Hey there,
I had to seize the work on project for quite a while but in about two weeks I will be finally on-site again and resume the troubleshooting and hopefully finish the project by either solving it or giving up on virtualization once and for all…
So, in the meantime I was able to do a few tests:
I had someone to check the temperature on the HBA with a laser temp gun thermometer and the highest temperature measured was about 60 °C. Next to this the highest reported temperature from the lsiutil-program was about 68°C, which in my opinion would explain maybe throttling but never turning off the data stream completely by shutting down.
Even before steady state temperature the system failed while transferring a few big dvd rips
Shortly after that the transfer dropped to 0 while still reporting 5MB/s and doing nothing. See reported by TrueNAS:
Weirdly enough next to spot 4 in the center of the circuit board, spot 1 and the edge of the card was the hottest. Maybe damaged component?
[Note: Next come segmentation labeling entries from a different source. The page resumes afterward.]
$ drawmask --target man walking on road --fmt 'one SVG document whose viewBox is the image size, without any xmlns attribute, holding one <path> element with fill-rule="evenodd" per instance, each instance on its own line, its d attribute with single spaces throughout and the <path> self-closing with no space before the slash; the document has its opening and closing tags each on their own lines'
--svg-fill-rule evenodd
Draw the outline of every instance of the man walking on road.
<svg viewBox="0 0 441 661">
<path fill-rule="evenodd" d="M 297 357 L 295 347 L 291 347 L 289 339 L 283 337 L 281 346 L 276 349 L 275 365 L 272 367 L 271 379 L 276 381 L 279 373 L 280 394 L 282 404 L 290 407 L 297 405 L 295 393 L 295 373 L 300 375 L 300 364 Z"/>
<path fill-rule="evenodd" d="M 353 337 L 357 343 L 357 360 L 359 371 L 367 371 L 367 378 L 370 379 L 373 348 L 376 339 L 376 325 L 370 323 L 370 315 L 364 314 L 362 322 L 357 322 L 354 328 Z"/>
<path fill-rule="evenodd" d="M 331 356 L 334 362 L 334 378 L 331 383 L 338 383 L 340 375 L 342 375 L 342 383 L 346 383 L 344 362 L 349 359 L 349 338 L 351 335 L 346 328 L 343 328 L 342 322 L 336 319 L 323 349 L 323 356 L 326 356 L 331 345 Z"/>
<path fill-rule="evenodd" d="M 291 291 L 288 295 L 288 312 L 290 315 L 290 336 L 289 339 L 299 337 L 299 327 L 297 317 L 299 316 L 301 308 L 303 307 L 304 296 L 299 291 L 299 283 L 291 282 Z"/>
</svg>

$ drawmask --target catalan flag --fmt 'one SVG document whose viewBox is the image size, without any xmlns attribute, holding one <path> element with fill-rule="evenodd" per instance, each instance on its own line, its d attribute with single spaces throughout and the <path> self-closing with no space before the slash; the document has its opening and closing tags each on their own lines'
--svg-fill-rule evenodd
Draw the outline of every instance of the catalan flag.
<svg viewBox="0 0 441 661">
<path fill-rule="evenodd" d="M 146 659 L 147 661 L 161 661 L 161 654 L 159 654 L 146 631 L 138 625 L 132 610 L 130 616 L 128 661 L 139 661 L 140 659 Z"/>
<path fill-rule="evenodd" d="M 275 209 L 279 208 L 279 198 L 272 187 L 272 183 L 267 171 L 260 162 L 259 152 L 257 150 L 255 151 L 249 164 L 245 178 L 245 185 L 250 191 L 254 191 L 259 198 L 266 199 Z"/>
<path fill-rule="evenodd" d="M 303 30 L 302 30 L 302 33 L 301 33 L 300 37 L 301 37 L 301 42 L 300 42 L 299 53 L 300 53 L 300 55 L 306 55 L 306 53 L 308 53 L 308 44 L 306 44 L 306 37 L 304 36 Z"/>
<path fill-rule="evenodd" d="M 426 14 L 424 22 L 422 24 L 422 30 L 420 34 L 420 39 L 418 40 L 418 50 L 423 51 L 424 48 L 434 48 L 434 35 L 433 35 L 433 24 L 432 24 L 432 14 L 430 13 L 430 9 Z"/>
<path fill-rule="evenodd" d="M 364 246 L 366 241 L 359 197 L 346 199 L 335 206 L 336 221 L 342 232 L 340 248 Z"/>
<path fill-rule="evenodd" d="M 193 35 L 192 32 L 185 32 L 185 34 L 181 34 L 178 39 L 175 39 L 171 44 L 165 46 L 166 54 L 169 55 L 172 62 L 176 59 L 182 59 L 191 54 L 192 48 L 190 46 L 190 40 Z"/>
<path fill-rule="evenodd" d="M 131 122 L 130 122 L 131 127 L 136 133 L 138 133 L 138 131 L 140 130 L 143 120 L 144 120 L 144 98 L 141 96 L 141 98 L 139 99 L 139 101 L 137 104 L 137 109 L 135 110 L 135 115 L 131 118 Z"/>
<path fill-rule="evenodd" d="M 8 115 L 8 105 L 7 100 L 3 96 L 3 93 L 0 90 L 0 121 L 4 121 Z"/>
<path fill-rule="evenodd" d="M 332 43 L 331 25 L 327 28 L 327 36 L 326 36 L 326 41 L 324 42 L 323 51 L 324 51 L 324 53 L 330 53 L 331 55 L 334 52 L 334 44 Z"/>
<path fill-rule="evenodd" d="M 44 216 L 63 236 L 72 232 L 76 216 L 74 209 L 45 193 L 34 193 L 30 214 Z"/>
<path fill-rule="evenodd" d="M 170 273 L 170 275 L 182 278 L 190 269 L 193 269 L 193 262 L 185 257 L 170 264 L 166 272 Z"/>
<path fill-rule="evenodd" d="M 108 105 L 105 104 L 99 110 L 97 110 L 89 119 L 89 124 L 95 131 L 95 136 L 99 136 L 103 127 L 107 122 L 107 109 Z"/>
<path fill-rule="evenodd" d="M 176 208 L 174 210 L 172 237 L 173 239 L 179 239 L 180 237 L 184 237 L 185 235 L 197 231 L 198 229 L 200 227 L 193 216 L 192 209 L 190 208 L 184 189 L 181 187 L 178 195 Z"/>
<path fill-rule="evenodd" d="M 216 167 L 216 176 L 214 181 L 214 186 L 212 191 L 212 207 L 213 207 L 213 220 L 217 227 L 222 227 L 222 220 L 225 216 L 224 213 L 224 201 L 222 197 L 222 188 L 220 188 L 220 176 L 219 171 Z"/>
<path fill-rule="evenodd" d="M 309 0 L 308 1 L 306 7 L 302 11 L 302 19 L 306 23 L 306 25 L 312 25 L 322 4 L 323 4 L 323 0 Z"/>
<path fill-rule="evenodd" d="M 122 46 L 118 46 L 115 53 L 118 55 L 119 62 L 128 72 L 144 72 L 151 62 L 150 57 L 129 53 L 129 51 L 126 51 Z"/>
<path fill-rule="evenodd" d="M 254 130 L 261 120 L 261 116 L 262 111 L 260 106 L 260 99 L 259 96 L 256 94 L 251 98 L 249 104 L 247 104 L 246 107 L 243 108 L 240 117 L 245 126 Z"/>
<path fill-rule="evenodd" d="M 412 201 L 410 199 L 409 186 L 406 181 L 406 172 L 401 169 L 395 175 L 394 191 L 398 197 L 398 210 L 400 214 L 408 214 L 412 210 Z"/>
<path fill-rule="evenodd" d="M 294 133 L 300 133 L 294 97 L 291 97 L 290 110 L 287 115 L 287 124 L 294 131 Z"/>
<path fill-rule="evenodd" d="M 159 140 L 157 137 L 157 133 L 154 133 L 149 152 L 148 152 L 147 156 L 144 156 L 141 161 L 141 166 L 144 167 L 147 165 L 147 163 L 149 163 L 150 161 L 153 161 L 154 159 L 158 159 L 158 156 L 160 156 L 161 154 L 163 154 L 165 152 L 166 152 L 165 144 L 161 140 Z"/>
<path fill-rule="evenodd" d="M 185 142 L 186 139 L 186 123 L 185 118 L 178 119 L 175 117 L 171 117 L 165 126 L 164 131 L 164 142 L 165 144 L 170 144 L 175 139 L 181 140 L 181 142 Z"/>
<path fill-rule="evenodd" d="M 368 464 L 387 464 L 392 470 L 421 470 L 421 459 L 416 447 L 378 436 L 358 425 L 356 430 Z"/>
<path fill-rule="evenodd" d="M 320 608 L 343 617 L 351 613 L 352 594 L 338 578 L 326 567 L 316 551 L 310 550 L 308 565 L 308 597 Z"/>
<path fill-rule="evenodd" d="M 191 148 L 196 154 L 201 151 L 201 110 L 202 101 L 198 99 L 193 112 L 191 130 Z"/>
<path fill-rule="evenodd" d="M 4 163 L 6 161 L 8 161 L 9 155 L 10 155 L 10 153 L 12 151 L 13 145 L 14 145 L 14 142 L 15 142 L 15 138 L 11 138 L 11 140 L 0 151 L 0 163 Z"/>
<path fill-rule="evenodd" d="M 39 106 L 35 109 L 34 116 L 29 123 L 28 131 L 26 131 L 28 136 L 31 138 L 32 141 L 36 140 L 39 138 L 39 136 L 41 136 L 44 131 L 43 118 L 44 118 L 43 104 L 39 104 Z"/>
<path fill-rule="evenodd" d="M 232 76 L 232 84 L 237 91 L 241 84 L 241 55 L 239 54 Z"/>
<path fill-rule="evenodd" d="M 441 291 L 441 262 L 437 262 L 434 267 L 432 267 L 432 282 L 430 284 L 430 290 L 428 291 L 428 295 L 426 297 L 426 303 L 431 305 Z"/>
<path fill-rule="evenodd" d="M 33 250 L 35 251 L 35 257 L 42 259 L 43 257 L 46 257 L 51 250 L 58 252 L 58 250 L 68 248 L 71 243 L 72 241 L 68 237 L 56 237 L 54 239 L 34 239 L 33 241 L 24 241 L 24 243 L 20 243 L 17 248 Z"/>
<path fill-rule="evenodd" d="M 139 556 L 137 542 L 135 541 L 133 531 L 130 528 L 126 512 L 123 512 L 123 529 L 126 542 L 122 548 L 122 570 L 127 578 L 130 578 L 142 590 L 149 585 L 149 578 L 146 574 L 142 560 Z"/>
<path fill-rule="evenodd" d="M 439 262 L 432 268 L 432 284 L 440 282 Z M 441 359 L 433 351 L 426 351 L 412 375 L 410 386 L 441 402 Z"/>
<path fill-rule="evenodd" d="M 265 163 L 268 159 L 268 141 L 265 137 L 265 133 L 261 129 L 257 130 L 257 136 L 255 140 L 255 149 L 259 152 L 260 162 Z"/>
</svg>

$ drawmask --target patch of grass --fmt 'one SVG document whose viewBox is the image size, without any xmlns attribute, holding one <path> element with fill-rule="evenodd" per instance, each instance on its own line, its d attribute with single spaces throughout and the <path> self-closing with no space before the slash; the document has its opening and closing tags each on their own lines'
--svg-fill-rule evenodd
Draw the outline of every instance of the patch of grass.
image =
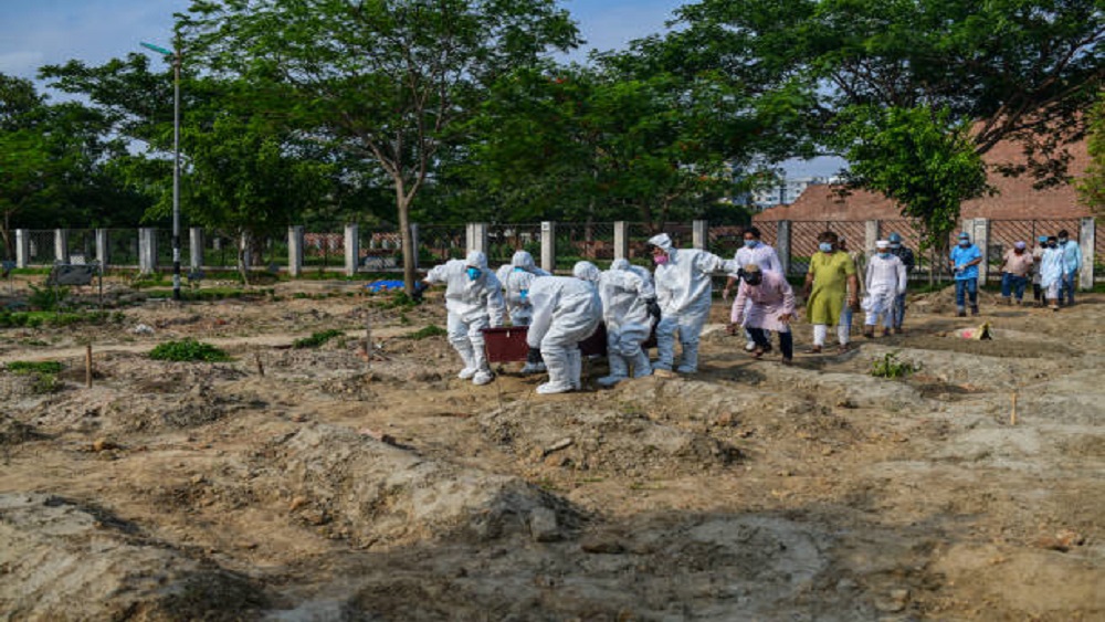
<svg viewBox="0 0 1105 622">
<path fill-rule="evenodd" d="M 449 335 L 449 331 L 435 324 L 431 324 L 429 326 L 423 326 L 422 328 L 419 328 L 414 333 L 411 333 L 410 335 L 407 336 L 407 338 L 420 341 L 429 337 L 441 337 L 444 335 Z"/>
<path fill-rule="evenodd" d="M 166 341 L 164 344 L 159 344 L 150 350 L 149 358 L 154 360 L 171 360 L 181 362 L 221 362 L 231 360 L 230 356 L 223 350 L 212 346 L 211 344 L 204 344 L 191 338 L 182 339 L 180 341 Z"/>
<path fill-rule="evenodd" d="M 871 361 L 871 375 L 875 378 L 905 378 L 920 371 L 920 365 L 901 360 L 897 352 L 886 352 L 881 359 Z"/>
<path fill-rule="evenodd" d="M 4 366 L 12 373 L 60 373 L 62 363 L 55 360 L 13 360 Z"/>
<path fill-rule="evenodd" d="M 345 337 L 345 330 L 338 330 L 337 328 L 330 328 L 328 330 L 319 330 L 317 333 L 312 333 L 311 337 L 304 337 L 302 339 L 296 339 L 292 341 L 292 347 L 296 349 L 303 348 L 317 348 L 323 344 L 334 339 L 335 337 Z"/>
</svg>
I also did a memtest and it passed
So, TrueNAS on bare metal …. Well, I am running raptor lake Worked well (just using mainboard HBA with SSDs) with VMs but bare metal → I couldn’t install it and as far as I am aware I must update to a TN Scale beta to even be able to install it with Gen 12/13/14 Intel. There will still be no guarantee that it will work properly.
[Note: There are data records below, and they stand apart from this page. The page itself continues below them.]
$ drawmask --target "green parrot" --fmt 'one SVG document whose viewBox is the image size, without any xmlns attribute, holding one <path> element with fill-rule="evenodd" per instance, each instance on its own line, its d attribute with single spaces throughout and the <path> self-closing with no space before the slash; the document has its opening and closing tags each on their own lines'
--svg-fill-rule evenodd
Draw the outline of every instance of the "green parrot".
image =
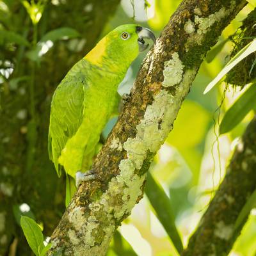
<svg viewBox="0 0 256 256">
<path fill-rule="evenodd" d="M 100 133 L 116 103 L 117 88 L 153 33 L 138 25 L 117 27 L 68 71 L 52 96 L 48 152 L 60 177 L 67 173 L 66 205 L 90 171 Z"/>
</svg>

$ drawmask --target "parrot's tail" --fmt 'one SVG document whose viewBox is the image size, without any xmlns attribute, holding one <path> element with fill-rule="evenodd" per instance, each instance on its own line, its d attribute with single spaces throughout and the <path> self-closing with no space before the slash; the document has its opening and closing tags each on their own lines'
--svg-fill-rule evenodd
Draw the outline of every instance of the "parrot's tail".
<svg viewBox="0 0 256 256">
<path fill-rule="evenodd" d="M 66 173 L 66 207 L 68 207 L 71 201 L 71 198 L 77 191 L 76 182 L 74 178 Z"/>
</svg>

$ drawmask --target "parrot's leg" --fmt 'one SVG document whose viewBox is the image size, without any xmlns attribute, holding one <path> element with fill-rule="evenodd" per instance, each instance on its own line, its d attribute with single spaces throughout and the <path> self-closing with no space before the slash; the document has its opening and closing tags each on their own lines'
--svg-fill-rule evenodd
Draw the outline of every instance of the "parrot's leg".
<svg viewBox="0 0 256 256">
<path fill-rule="evenodd" d="M 128 93 L 124 93 L 122 95 L 122 100 L 120 100 L 118 105 L 118 112 L 122 112 L 124 105 L 131 100 L 131 95 Z"/>
<path fill-rule="evenodd" d="M 96 179 L 97 175 L 93 170 L 86 172 L 77 172 L 76 173 L 76 186 L 78 188 L 84 181 L 89 181 Z"/>
<path fill-rule="evenodd" d="M 123 104 L 124 105 L 125 103 L 128 102 L 131 100 L 131 95 L 128 93 L 124 93 L 122 95 L 122 100 L 123 102 Z"/>
</svg>

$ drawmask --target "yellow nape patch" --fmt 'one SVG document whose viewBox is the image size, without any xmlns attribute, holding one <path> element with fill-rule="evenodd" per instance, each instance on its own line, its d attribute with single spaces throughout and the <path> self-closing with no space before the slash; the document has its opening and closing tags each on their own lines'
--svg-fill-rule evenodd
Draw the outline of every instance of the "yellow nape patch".
<svg viewBox="0 0 256 256">
<path fill-rule="evenodd" d="M 90 51 L 84 59 L 98 66 L 102 65 L 102 57 L 106 55 L 107 48 L 107 38 L 104 37 L 96 46 Z"/>
</svg>

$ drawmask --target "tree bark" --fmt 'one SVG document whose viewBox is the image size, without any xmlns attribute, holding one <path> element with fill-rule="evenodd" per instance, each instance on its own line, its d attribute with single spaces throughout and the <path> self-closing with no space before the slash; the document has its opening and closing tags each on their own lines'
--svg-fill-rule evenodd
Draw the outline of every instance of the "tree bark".
<svg viewBox="0 0 256 256">
<path fill-rule="evenodd" d="M 172 129 L 207 51 L 245 1 L 184 0 L 140 68 L 131 99 L 52 235 L 48 255 L 104 255 L 143 195 L 145 173 Z"/>
<path fill-rule="evenodd" d="M 51 236 L 60 221 L 60 212 L 65 211 L 63 179 L 58 178 L 47 150 L 51 95 L 70 67 L 95 44 L 119 2 L 68 0 L 54 5 L 49 1 L 38 24 L 38 40 L 61 27 L 73 28 L 81 33 L 81 38 L 77 40 L 75 51 L 68 47 L 68 40 L 55 42 L 41 58 L 40 67 L 26 58 L 29 49 L 17 47 L 15 51 L 8 51 L 1 45 L 1 58 L 10 61 L 14 71 L 0 88 L 0 255 L 10 252 L 12 244 L 19 255 L 31 253 L 13 214 L 13 206 L 28 204 L 36 220 L 44 223 L 45 236 Z M 8 7 L 10 22 L 3 27 L 31 42 L 33 26 L 21 2 L 10 1 Z M 33 65 L 35 74 L 31 81 Z M 20 77 L 28 79 L 12 87 L 11 79 Z M 31 83 L 35 118 L 29 105 Z"/>
<path fill-rule="evenodd" d="M 247 218 L 235 228 L 236 221 L 256 189 L 255 152 L 256 118 L 237 146 L 227 175 L 190 238 L 183 256 L 228 254 Z"/>
</svg>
I’d be grateful for any form of suggestions and ideas! For now, I think the best way is to get a new HBA and put all the drives on one HBA. Then put all the stuff into an old i7 Gen 4 machine and troubleshoot it ! I will use regular IP connections over a switch instead of VMs and watch the behavior.
That would be 80 bucks down the drain for the HBA. But at this point the troubleshooting alone was multiple times the work compared to that …
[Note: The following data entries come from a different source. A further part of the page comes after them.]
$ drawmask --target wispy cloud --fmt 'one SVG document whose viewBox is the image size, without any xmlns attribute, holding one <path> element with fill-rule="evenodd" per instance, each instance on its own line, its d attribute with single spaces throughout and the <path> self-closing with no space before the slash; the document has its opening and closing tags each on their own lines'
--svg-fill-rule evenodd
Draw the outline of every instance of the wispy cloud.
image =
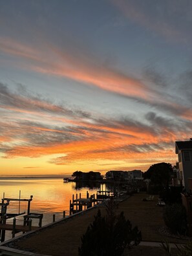
<svg viewBox="0 0 192 256">
<path fill-rule="evenodd" d="M 190 39 L 187 14 L 191 12 L 191 3 L 187 1 L 184 2 L 168 1 L 164 5 L 155 2 L 147 5 L 142 1 L 111 0 L 126 17 L 145 27 L 147 30 L 155 32 L 172 43 L 176 41 L 182 43 L 187 43 Z M 180 23 L 176 23 L 175 20 L 178 19 Z M 185 23 L 186 29 L 189 30 L 183 29 L 183 23 Z"/>
<path fill-rule="evenodd" d="M 56 165 L 117 157 L 147 162 L 149 152 L 151 159 L 171 158 L 176 138 L 186 138 L 192 128 L 187 120 L 155 112 L 147 113 L 140 122 L 121 115 L 104 118 L 53 105 L 27 92 L 18 95 L 3 84 L 0 92 L 0 114 L 8 111 L 10 115 L 0 123 L 0 152 L 6 158 L 49 155 L 49 162 Z M 52 157 L 55 154 L 63 156 Z"/>
</svg>

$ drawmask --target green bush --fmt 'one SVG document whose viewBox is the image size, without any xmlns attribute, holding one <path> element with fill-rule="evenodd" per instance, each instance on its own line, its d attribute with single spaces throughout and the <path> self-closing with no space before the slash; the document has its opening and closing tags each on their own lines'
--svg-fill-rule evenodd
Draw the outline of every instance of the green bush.
<svg viewBox="0 0 192 256">
<path fill-rule="evenodd" d="M 81 237 L 79 255 L 121 256 L 125 248 L 138 245 L 141 239 L 141 232 L 137 227 L 132 228 L 123 212 L 117 217 L 111 212 L 101 217 L 98 210 L 94 222 Z"/>
<path fill-rule="evenodd" d="M 186 234 L 186 211 L 182 204 L 166 205 L 164 208 L 164 219 L 165 225 L 170 228 L 171 232 L 174 234 Z"/>
</svg>

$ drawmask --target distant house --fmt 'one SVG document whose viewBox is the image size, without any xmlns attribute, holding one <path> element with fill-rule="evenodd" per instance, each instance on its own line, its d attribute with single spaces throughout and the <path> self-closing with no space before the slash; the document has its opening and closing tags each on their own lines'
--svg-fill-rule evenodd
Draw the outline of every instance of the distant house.
<svg viewBox="0 0 192 256">
<path fill-rule="evenodd" d="M 109 171 L 106 173 L 106 179 L 114 181 L 131 182 L 134 180 L 143 180 L 140 170 L 133 171 Z"/>
<path fill-rule="evenodd" d="M 187 192 L 192 190 L 192 138 L 189 141 L 175 142 L 178 169 L 182 185 Z"/>
<path fill-rule="evenodd" d="M 143 173 L 140 170 L 128 171 L 128 176 L 130 179 L 143 180 Z"/>
<path fill-rule="evenodd" d="M 123 171 L 109 171 L 106 173 L 106 180 L 124 181 Z"/>
</svg>

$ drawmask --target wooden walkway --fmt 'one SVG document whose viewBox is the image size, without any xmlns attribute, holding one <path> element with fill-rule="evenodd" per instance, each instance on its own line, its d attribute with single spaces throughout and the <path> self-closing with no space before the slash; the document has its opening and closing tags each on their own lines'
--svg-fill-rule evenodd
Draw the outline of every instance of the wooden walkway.
<svg viewBox="0 0 192 256">
<path fill-rule="evenodd" d="M 39 228 L 37 226 L 32 226 L 30 227 L 28 226 L 23 226 L 23 225 L 16 225 L 16 232 L 28 232 L 31 230 L 37 230 Z M 8 231 L 13 231 L 14 229 L 14 225 L 9 224 L 2 224 L 0 223 L 0 229 L 1 230 L 8 230 Z"/>
</svg>

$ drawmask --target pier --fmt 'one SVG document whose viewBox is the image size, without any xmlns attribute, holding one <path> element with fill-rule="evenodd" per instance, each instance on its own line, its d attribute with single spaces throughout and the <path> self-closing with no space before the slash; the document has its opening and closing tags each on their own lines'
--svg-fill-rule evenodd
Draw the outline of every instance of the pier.
<svg viewBox="0 0 192 256">
<path fill-rule="evenodd" d="M 81 198 L 81 194 L 80 193 L 79 196 L 76 194 L 76 198 L 74 198 L 74 195 L 73 195 L 72 199 L 70 200 L 69 203 L 69 214 L 71 215 L 90 208 L 98 204 L 99 201 L 100 200 L 96 198 L 94 194 L 89 197 L 88 191 L 87 191 L 86 198 Z"/>
<path fill-rule="evenodd" d="M 32 213 L 30 212 L 30 202 L 32 200 L 33 196 L 31 195 L 29 199 L 21 199 L 20 197 L 20 193 L 21 192 L 19 191 L 19 198 L 5 198 L 5 195 L 3 195 L 3 198 L 2 198 L 1 203 L 0 203 L 0 206 L 1 206 L 0 213 L 1 242 L 5 241 L 6 231 L 12 231 L 12 237 L 14 237 L 17 233 L 26 233 L 30 231 L 36 230 L 41 227 L 43 215 L 41 213 Z M 10 206 L 12 201 L 19 202 L 18 213 L 10 213 L 7 211 L 8 207 Z M 25 211 L 20 213 L 21 202 L 27 202 L 27 213 L 26 215 L 25 215 Z M 16 217 L 22 215 L 25 215 L 23 216 L 23 225 L 17 225 Z M 12 224 L 7 224 L 6 220 L 11 218 L 14 218 Z M 39 226 L 32 226 L 32 219 L 39 219 Z"/>
</svg>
Can check that next week, I let the machine be disconnected until I get my hands on it.
May I ask what you are looking for ? Because TN Core won’t even boot on it bare metal.
Sadly, have personally experienced this on my personal rig. I’ve had to manually cap frequencies to 5.5ghz max across all cores - default behaviour on my motherboard of boosting to 5.8bhz, even delided & with water cooling would not be stable…
Manually setting the P1 & P2 to ~250 & 280 respectively & cap CPU Core limit to ~300amps also helped. I think I also had to manually set the cache ratio & voltages; can’t remember what I put them to off of the top of my head. Each of these steps slowly introduced stability, where now I can’t even remember the last time I had an issue.
In short 13900k/14900k are a pita to get working if you’re not lucky, even on W680 boards, let alone z690/z790. Oddly haven’t had the same nonsense with 12900k.
Apparently lowering the RAM’s speeds helps greatly as well… basically, Intel messed up real big trying to match the pace of AMD. Lunar Lake should be way better though.
I dun want to disable XMP or go under 6400mhz since that’d be a bigger performance hit than the maybe ~1-3% I lost getting it stable so far? Depends on the benchmark. Though if problems come back I guess I’d have to.
I’ve sadly learned more about overclocking trying to get this thing stable that I have in the last 10 years of trying to eek out additional performance. I miss the simple days of bumping ratio + voltage as much as possible without melting up the cpu (not melting cpu optional).
Intel 100% pushed the 13900k (and rebranded ‘14900k’) way too far and Asus defaults were disgustingly unhelpful. I remember struggling to cool this POS while delided - something I’ve never experienced before.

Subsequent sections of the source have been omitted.